Relativism

A bit over eight and a half years ago I wrote my college entrance essay. It was an exploratory essay wherein I discussed an evolution in my thought from a world of black and white, good and evil to one of indistinct shades of grey. In this essay I advanced one of my core tenets: that in the most saintly people there are flaws and in the most heinous something of good. If memory serves, my examples were Franklin D. Roosevelt and Adolf Hitler. Admittedly Roosevelt would not have considered himself a saint, but I had an aversion to work back then and the apposition worked nicely.

The larger issue is that a true black and white version of good and evil exists only in fiction. Both moral terms are easy to throw around in writing and speech, but, ultimately, they are perceived categories. To repeat my Hitler example, only taking it one step more polemical, he genuinely believed that the extermination of the Jews was a morally good–or at least necessary–act. I think perpetrators of genocide everywhere feel the same way. This does not exonerate the actions taken by any stretch of the imagination, but when there is active thought behind these actions they must be explained somehow. If not, the actions are done without thought or done in insanity. Actions themselves may be evil when done under these circumstances, but I have a hard time categorically labeling them, or even people who do bad things rationally, truly evil. That is a subjective category.

I am not the same person I was then, both for better and for worse, but that tenet remains. It is part of what it means to be human. There are also evils in the world. There are truths. There are facts. There are “universal” goods. These concepts are unique to each person, at least at the level of understanding. This is relativism.

Relativism is the fundamental claim that perception will not be uniform from person to person to person even if the underlying facts have not changed. What we call universal truths (or facts) are that way because people collectively agree upon them. I believe that the same principal applies to language. Words mean what they do because they are, more or less, agreed upon–not because they simply are. Moreover, many words have multiple meanings and/or carry different meanings to different people. Yes, words are used to convey and describe things that are, but the perception of those things will not be the same.

Perhaps this is a tacit admittance of objective truths. I am willing to admit that they may exist. Nonetheless those objective truths are inaccessible. Relativism–my version of relativism, anyway–argues that perception is what is relative, not the underlying facts. Thus, when someone pokes holes in relativism by demonstrating there are inarguable facts there is no problem. It is merely a demonstration that some perceptions are more universal than others.

Then there is the issue of relativity versus objectivity in history. In the world as we know it today, actions and events do take place. The Olympics are going on right now; the bird flew from the tree to the feed and back again, pausing only to snatch a seed; I am typing with my laptop set on a wooden table. Some of these actions are currently ongoing but will, at some point, exist only in the past, a past that is in that future time entirely inaccessible except through a retelling. It is the job of reporters, historians, essayists, and other storytellers to conjure up that past for an audience. Presumably the storyteller sees some merit in the writing (even if that merit is financial), and the audience will agree or disagree with the merit. Of course, the better the storyteller, the more likely the audience will accept it.

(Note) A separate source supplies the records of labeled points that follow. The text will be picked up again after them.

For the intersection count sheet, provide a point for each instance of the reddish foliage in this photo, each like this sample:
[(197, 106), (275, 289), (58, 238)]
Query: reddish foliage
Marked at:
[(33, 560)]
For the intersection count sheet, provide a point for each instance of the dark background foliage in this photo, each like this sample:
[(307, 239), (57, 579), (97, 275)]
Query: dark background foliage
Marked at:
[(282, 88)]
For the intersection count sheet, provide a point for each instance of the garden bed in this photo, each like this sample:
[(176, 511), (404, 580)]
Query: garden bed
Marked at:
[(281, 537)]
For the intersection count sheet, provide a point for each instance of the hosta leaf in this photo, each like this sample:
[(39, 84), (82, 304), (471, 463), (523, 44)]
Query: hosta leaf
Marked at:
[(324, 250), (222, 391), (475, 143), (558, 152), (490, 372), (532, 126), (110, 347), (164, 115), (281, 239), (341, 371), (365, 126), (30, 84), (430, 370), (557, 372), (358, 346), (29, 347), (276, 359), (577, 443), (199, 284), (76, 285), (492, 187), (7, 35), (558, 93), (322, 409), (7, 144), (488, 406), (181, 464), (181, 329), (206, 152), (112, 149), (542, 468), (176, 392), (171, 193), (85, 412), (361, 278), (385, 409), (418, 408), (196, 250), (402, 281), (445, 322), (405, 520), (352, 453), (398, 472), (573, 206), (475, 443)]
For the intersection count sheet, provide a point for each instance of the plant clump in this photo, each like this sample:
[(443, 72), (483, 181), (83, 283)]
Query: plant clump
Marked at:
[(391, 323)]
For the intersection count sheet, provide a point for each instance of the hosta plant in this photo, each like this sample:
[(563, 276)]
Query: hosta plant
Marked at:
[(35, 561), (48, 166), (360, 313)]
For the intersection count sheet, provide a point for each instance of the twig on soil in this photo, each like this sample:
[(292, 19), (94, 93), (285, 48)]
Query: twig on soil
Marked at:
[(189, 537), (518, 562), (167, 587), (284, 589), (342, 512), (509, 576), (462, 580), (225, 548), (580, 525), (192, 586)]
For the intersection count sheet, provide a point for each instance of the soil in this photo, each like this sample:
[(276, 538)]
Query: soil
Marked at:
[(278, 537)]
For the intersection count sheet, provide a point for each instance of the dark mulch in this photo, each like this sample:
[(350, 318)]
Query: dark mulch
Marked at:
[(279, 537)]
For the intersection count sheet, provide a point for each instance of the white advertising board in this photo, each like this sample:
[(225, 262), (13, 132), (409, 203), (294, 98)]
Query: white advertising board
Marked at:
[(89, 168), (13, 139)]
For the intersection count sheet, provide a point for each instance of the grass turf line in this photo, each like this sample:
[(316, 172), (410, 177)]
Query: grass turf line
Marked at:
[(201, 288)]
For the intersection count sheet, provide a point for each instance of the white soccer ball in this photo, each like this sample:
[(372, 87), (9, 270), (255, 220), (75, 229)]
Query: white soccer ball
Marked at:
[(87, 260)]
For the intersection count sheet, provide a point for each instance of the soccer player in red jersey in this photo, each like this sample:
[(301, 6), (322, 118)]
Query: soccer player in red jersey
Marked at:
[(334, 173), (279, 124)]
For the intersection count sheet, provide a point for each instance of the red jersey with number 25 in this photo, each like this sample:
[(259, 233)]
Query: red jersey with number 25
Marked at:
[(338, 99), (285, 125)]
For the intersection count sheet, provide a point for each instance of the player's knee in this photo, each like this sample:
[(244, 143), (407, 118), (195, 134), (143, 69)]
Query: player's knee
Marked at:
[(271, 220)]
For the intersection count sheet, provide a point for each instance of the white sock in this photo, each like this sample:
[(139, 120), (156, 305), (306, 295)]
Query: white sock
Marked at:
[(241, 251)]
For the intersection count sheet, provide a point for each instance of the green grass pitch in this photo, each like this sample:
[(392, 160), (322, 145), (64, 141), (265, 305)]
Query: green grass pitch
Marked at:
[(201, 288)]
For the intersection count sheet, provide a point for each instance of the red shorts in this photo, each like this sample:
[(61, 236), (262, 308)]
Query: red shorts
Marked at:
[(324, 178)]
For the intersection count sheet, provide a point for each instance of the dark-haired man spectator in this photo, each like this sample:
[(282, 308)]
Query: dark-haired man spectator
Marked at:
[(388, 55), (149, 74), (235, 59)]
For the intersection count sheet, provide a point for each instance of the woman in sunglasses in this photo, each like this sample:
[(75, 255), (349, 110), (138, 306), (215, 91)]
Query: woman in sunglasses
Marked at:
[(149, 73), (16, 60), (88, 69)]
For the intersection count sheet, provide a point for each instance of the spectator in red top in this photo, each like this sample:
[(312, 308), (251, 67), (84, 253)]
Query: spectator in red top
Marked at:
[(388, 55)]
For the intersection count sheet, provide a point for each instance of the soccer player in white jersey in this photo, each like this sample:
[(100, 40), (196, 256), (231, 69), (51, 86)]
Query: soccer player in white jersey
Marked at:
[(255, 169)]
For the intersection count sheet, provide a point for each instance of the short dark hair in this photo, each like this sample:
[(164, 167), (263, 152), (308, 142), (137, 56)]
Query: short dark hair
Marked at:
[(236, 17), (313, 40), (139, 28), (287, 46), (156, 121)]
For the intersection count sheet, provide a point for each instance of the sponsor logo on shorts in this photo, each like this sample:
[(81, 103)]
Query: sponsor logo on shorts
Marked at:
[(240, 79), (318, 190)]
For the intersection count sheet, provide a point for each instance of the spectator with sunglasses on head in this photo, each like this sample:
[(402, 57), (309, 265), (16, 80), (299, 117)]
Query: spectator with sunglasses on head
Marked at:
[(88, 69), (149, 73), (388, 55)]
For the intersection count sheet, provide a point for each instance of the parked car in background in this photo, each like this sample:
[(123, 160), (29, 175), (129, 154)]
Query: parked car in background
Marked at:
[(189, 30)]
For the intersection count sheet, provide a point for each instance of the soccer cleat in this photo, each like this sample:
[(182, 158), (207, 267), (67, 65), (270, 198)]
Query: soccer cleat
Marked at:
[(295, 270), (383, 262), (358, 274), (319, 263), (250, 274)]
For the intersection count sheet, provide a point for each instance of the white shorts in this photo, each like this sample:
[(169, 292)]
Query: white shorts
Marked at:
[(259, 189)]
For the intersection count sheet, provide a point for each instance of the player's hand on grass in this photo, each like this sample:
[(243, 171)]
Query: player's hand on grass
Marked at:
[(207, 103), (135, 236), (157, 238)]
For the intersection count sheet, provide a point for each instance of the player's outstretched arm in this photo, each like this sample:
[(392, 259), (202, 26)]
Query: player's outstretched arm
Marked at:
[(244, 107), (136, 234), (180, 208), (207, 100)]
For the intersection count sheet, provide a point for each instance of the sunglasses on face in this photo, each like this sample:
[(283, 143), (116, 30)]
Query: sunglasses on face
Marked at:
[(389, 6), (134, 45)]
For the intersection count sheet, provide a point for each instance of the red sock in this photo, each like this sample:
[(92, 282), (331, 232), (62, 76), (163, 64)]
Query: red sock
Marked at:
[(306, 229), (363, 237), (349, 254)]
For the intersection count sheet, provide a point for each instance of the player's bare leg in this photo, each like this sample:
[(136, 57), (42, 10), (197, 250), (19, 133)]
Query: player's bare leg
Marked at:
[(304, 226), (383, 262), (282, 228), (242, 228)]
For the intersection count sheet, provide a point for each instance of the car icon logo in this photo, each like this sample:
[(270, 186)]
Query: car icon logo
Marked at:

So there is an objective history that once happened, but merely from a narrative standpoint, the past is beyond our reach and therefore subject to the relative perception and interpretation of first the storyteller and then the audience. The relativistic nature is further pronounced when the objective behind the story is to draw conclusions from the past or to ascribe motive.

This is not an indictment of the endeavor, either. If anything, the relative nature of history means that more people should become involved in the research and writing so that more voices get heard. Historians themselves are conduits of the stories and of the past, but, by their very human, flawed, nature, do not have access to the Truth.